I'm in my pleasure bubble if you need me

During the first half of the 20th century, futurists looked forward to the threshold of the new millennium and offered their prognostications of what the world of today might look like.

A lot of them were dead wrong.

From the turn of the century up to the 1950s, several misguided predictions stand out.

*In 1902, Harper's Weekly suggested: "The actual building of roads devoted to motor cars is not for the near future, in spite of many rumors to that effect." By 1925, cars were zipping along New York's Bronx River Parkway - the nation's first true highway.
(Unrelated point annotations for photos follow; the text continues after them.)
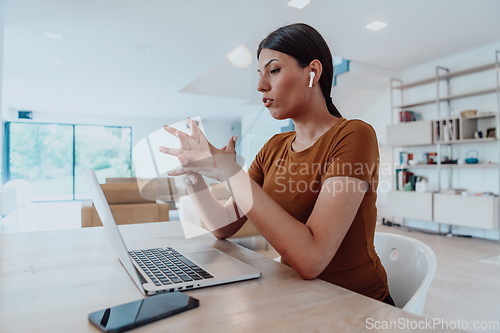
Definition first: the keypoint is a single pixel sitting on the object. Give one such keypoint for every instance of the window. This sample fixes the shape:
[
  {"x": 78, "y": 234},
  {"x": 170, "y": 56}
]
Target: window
[{"x": 52, "y": 156}]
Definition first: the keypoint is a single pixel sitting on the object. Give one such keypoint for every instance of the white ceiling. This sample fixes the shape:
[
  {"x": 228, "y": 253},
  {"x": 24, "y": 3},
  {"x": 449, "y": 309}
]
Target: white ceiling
[{"x": 96, "y": 67}]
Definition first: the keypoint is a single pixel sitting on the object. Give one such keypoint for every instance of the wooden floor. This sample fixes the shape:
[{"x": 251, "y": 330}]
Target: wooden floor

*Amazing Stories magazine suggested in 1946 that future hedonists could while away the time floating across the land in "pleasure bubbles."

*Winston Churchill predicted, among other things, the growing of animal parts for food. "We shall escape the absurdity of growing a whole chicken in order to eat the breast or the wing, by growing these parts separately, under a suitable medium," he wrote in 1932.

*Futurist Herman Kahn predicted human hibernation for months at a time and programmed dreams. For those who woke up, artificial moons would illumine the night.

*The 1939 World's Fair in New York saw teardrop-shaped cars, talking appliances, and living-room sofas that could be cleaned with a squirt of the garden hose.

*Borden's Dairy World of Tomorrow featured cows revolving on a "rotolactor" as they were washed, dried, and mechanically milked.